Predicting Hydroxyl Mediated Nucleophilic Degradation and Molecular
Stability of RNA Sequences through the Application of Deep Learning Methods
- URL: http://arxiv.org/abs/2011.05136v3
- Date: Sun, 26 Sep 2021 16:42:24 GMT
- Title: Predicting Hydroxyl Mediated Nucleophilic Degradation and Molecular
Stability of RNA Sequences through the Application of Deep Learning Methods
- Authors: Ankit Singhal
- Abstract summary: This paper proposes and evaluates three deep learning models as methods to predict the reactivity and risk of degradation of mRNA sequences.
The Stanford Open Vaccine dataset of 6034 mRNA sequences was used in this study.

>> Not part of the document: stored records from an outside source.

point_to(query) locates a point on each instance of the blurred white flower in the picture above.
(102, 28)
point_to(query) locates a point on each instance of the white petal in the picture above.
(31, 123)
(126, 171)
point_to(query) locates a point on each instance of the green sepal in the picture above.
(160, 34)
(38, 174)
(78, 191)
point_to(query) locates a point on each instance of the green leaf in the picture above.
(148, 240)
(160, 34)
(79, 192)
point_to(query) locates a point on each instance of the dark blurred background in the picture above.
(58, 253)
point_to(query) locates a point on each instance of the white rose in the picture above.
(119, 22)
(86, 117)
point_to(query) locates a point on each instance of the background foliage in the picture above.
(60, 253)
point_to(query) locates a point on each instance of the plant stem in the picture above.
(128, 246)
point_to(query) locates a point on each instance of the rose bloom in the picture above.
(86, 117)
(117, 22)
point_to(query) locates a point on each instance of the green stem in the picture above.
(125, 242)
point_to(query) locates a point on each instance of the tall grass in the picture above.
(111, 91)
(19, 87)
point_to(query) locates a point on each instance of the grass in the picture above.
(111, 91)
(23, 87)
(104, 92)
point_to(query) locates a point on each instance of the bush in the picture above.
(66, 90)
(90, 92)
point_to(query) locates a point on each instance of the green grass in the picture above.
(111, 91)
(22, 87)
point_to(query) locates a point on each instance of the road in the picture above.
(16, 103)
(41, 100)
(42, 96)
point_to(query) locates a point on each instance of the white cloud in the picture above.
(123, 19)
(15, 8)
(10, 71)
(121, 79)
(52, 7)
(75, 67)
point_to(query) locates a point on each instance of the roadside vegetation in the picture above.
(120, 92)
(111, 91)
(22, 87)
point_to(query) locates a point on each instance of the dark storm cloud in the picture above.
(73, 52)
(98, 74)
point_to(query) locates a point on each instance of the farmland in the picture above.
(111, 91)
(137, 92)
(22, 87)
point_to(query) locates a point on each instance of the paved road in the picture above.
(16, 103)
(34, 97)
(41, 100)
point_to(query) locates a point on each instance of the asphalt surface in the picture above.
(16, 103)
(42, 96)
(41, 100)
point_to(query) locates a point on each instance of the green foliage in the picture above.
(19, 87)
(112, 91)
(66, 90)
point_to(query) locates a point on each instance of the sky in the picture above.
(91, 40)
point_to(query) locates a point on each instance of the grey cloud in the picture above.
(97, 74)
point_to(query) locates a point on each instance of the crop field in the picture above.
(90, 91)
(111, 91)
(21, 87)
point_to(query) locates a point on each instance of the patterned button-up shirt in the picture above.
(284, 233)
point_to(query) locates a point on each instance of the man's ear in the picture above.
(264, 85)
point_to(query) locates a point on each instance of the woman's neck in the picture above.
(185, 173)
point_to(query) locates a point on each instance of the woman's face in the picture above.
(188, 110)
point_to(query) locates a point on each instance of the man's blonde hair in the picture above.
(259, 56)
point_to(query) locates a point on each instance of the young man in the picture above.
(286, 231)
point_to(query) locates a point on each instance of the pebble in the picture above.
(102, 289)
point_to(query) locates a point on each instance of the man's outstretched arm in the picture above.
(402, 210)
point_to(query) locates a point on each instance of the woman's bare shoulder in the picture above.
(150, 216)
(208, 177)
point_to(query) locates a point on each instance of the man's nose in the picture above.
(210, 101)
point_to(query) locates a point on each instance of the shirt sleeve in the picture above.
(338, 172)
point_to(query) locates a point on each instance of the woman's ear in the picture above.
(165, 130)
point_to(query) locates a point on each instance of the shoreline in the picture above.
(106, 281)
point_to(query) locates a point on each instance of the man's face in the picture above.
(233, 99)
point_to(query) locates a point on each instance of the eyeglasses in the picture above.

Results suggest these models can be applied to understand and predict the chemical stability of mRNA in the near future.
- Score: 0.0
- License: http://arxiv.org/licenses/nonexclusive-distrib/1.0/
- Abstract: Synthesis and efficient implementation mRNA strands has been shown to have
wide utility, especially recently in the development of COVID vaccines.
However, the intrinsic chemical stability of mRNA poses a challenge due to the
presence of 2'-hydroxyl groups in ribose sugars. The -OH group in the backbone
structure enables a base-catalyzed nucleophilic attack by the deprotonated
hydroxyl on the adjacent phosphorous and consequent self-hydrolysis of the
phosphodiester bond. As expected for in-line hydrolytic cleavage reactions, the
chemical stability of mRNA strands is highly dependent on external
environmental factors, e.g. pH, temperature, oxidizers, etc. Predicting this
chemical instability using a computational model will reduce the number of
sequences synthesized and tested through identifying the most promising
candidates, aiding the development of mRNA related therapies. This paper
proposes and evaluates three deep learning models (Long Short Term Memory,
Gated Recurrent Unit, and Graph Convolutional Networks) as methods to predict
the reactivity and risk of degradation of mRNA sequences. The Stanford Open
Vaccine dataset of 6034 mRNA sequences was used in this study. The training set
consisted of 3029 of these sequences (length of 107 nucleotide bases) while the
testing dataset consisted of 3005 sequences (length of 130 nucleotide bases),
in structured (Lowest Entropy Base Pair Probability Matrix) and unstructured
(Nodes and Edges) forms. The stability of mRNA strands was accurately
generated, with the Graph Convolutional Network being the best predictor of
reactivity ($RMSE = 0.249$) while the Gated Recurrent Unit Network was the best
at predicting risks of degradation ($RMSE = 0.266$). Combining all target
variables, the GRU performed the best with 76% accuracy. Results suggest these
models can be applied to understand and predict the chemical stability of mRNA
in the near future.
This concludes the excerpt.